The officials also claimed that a target of recruiting 10,000 staff this year was not going to be met, and that the updated figure would be 5,500.
Mr Reid said that since January 2020, the HSE has recruited 24,000 people in the health service.
He said that there has been a 12,500 net increase in HSE employees.
“So when we set out to do the service plan for 2020, we have funding and we secured funding and are really are appreciative for the 10,000 recruited staff,” Mr Reid added.
“When we looked at what the market was telling us over the past two years, the reality of what we foresaw is a really difficult market here in Ireland.
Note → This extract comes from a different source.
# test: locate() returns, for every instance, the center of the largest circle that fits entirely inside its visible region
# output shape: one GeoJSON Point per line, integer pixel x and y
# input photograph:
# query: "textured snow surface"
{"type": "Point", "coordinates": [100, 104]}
The reality of it will probably be somewhere around 5,500.
“However, we are still striving to recruit up to levels of 10,000.”
Mr Reid said that the HSE needs and wants to achieve those levels of recruiting 10,000 health staff and said they are achievable.
“We advised the minister that reality of what the market may facilitate would be about 5,500, but we will pull out all stops to achieve further than that and that’s exactly what will be set out in the national service plan,” he added.
“So it’s actually good practice of the way we’ve gone about it.”